Effect of lactoferrin- and transferrin-conjugated polymersomes in brain targeting: in vitro and in vivo evaluations

Abstract

Aim: To evaluate the effect of lactoferrin (Lf) and transferrin (Tf) in brain targeting.

Methods: Polymersomes (PSs), employed as vectors, were conjugated with Lf or Tf and were characterized by morphology, particle size, zeta potential, and surface densities of the Lf or Tf molecules. In vitro uptake of Lf-PS and Tf-PS by bEnd.3 cells was investigated using coumarin-6 as a fluorescent probe. In vivo tissue distribution and pharmacokinetics of (125)I-Lf-PS and (125)I-Tf-PS were also examined.

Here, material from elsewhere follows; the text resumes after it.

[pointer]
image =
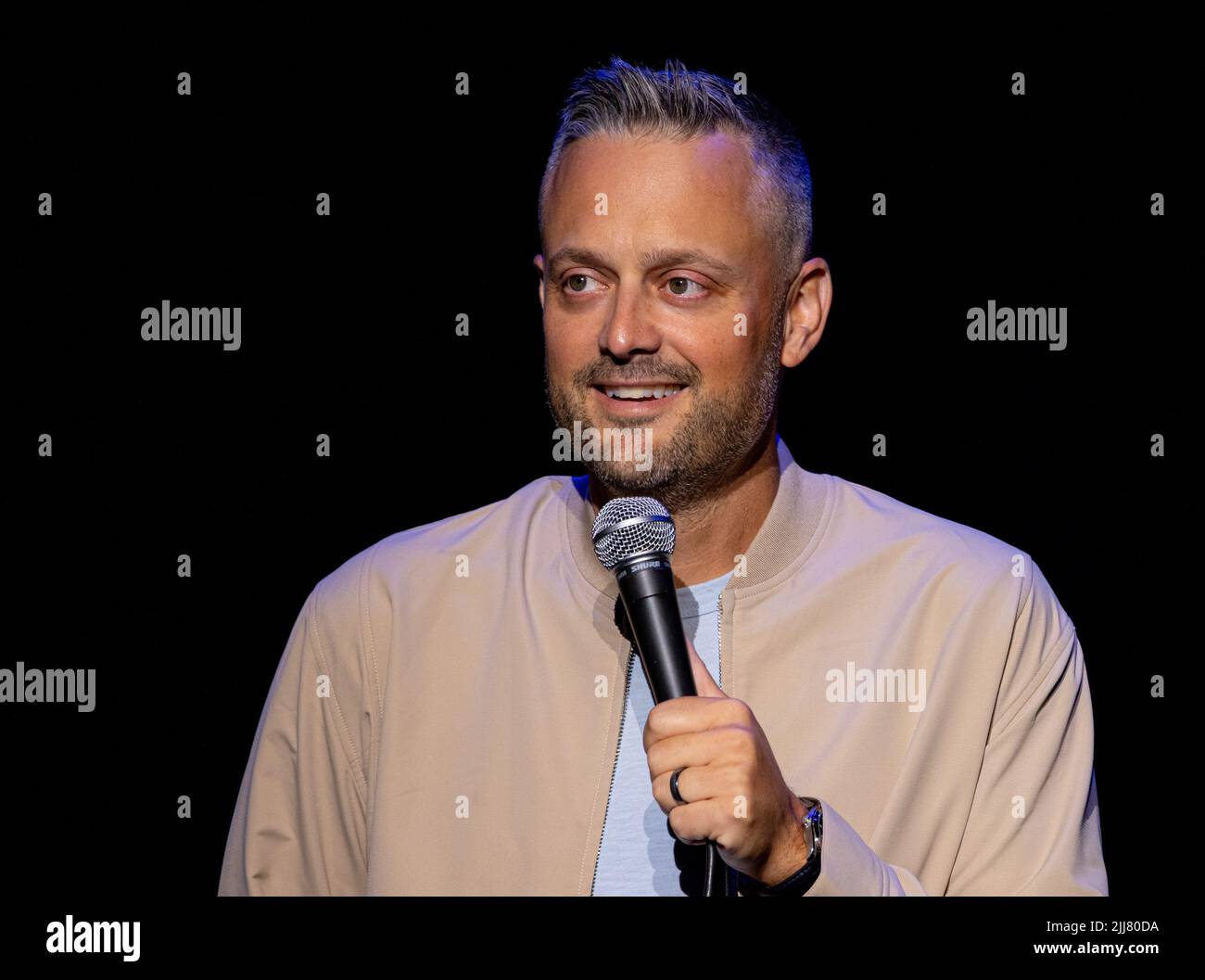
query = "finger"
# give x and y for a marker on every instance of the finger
(694, 822)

Results: The mean particle size of PS, Lf-PS, and Tf-PS was around 150 nm and the zeta potential of the PSs was about -20 mV. Less than 0.12% of the coumarin was released from coumarin-6-loaded PS in 84 h indicating that coumarin-6 was an accurate probe for the PSs' behavior in vitro. It was shown that the uptake of Lf-PS and Tf-PS by bEnd.3 cells was time-, temperature-, and concentration-dependent. Both Lf and Tf could increase the cell uptake of PSs at 37 degrees C, but the uptake of Tf-PS was significantly greater than that of Lf-PS. In vivo tissue distribution and pharmacokinetics in mice revealed higher brain uptake and distribution of Tf-PS than Lf-PS, which was in accordance with in vitro uptake results. The drug targeting index (DTI) of Tf-PS with regard to Lf-PS was 1.51.

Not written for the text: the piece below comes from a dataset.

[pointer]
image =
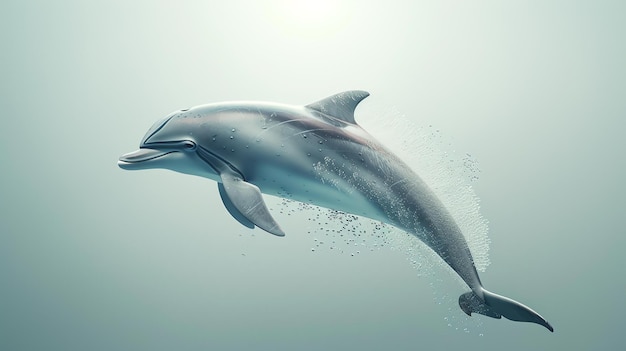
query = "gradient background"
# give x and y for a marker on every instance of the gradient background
(95, 258)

Conclusion: Using a PS as the delivery vector and bEnd.3 cells as the model of the blood-brain barrier (BBB), Tf was more effective than Lf in brain targeting.

Figure 1

Transmission electron micrograph of PS negatively stained with uranyl acetate solution. The bar is 50 nm.

Figure 2

In vitro release of 6-coumarin from PS in 0.01 mol/L PBS (pH 7.4 and 4.0).

Figure 3

BCECs uptake (A) 10–600 mg/L PS, Lf-PS, and Tf-PS at 37 ºC and 4 ºC incubation for 1 h, respectively; (B) 100 mg/L PS, Lf-PS, and Tf-PS at 37 ºC incubation for different time. n=3. Mean±SD. ^bP<0.05, ^cP<0.01 vs PS. ^eP<0.05 vs Lf-PS.

Figure 4

Cell uptake of polymersomes by bEND.3 cells. 300 mg/L PS at 37 ºC for 30 min (A), 60 min (D), 120 min (G); 300 mg/L Lf-PS for 30 min (B), 60 min (E), 120 min (H) and 300 mg/L of Tf-PS for 30 min (C), 60 min (F), 120 min (I), respectively, bar 50 μm.

Figure 5

(A) The average PS's concentration-time curve in whole blood followed by iv injection of Lf-PS or Tf-PS in mice. n=6. Mean±SD. (B) The Lf-PS and Tf-PS concentration in brain at different time; (C) The Lf-PS and Tf-PS AUC_0–t in different tissues. ^bP<0.05, ^cP<0.01 vs Lf-PS.